I started as a [general] assistant but then I became Angelo’s assistant. He took me to this one house he did when we first started. I had never been exposed to something so fresh—it was bright green and white. I remember a table in bright green gaufrage velvet and the floor was painted white. I was just mesmerized by what he had done. But one day a woman came in and Angelo had forgotten to put it into the appointment book. We had nothing done. Angelo turned to me and said, “Ron, would you go into the sample room and get me Mrs. X’s color scheme?” I went in and started pulling together things in about fifteen minutes. I came back and I said, “Angelo, I have never had the opportunity to present a color scheme to a client. Can I do the presentation?” He said yes, without knowing at all what the color scheme was. And a couple of months later, I was a designer in the firm.
How has business changed over the years?
Enormously. I feel sorry for young kids today because there’s so much more for them to deal with. When I started at Yale Burge there was a “system” – there was one plaid, one stripe, one solid, one floral and it was all only to the trade.
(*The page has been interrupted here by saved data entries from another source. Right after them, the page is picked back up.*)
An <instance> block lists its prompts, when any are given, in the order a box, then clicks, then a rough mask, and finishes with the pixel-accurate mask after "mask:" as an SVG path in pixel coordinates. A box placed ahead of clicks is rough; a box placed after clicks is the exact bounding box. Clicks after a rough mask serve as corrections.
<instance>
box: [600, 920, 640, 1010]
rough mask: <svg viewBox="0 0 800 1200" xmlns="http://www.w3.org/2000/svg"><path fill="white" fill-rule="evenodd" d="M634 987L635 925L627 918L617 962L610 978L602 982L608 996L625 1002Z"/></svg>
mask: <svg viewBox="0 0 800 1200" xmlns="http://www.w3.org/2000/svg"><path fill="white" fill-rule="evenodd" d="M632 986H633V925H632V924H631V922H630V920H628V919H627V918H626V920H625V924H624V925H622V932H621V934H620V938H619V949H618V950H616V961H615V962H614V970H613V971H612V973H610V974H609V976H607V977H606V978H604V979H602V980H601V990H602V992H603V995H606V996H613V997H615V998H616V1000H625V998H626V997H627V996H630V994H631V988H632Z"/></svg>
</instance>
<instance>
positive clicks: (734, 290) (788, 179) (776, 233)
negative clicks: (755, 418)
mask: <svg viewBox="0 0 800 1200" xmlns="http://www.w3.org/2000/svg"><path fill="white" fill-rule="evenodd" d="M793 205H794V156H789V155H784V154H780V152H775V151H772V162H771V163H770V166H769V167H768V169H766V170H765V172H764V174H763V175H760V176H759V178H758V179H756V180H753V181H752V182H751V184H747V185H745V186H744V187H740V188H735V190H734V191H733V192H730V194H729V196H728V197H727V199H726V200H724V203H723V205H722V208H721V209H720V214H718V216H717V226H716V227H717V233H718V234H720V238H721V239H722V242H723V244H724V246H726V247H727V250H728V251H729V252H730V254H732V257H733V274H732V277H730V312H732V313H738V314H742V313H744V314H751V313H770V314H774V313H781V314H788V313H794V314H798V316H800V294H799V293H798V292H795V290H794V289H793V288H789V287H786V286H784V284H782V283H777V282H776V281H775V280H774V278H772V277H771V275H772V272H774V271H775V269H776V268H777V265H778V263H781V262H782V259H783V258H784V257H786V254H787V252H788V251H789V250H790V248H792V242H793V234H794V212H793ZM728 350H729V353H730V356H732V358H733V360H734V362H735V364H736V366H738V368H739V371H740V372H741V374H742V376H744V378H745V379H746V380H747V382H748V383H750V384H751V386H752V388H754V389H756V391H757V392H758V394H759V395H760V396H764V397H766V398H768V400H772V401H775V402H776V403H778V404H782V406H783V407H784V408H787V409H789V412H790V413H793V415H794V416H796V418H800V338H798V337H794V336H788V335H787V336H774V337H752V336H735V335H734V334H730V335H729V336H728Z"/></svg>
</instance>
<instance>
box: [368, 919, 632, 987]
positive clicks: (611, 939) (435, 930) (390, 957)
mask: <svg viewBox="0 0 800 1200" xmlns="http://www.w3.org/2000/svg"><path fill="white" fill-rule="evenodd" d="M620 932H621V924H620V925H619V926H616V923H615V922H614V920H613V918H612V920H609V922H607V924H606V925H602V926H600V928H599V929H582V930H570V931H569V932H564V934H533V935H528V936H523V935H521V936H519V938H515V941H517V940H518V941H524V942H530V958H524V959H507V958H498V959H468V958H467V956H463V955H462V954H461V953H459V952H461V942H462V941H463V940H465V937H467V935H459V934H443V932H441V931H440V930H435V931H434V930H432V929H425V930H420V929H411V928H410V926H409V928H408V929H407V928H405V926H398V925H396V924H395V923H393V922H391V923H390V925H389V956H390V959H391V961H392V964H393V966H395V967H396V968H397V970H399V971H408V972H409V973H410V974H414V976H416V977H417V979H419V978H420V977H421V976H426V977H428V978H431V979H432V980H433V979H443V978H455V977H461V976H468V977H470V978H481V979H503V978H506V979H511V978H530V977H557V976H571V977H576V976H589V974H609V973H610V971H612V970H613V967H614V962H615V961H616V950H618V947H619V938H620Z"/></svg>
But it was simple then.
What made it simple?
Because people came for a look. They came to Yale Burge and the look [we offered] was country French. The look is more varied now.
Do you ever watch HGTV shows?
I’ve been on HGTV. I did a duplex on Park Avenue and I think I did the Elsie de Wolfe house—it was just taking people through. I don’t watch the shows—I check them out as opposed to watching them.
I like that distinction. What would you say you still get from your job?
I have a client who collects outsider art. We did the apartment to house that—tons of it—and it’s very colorful. I called to ask how she was and she said, “Every night when I go to bed, I pray and you’re included in my prayers because I look around and your apartment gives me so much pleasure.”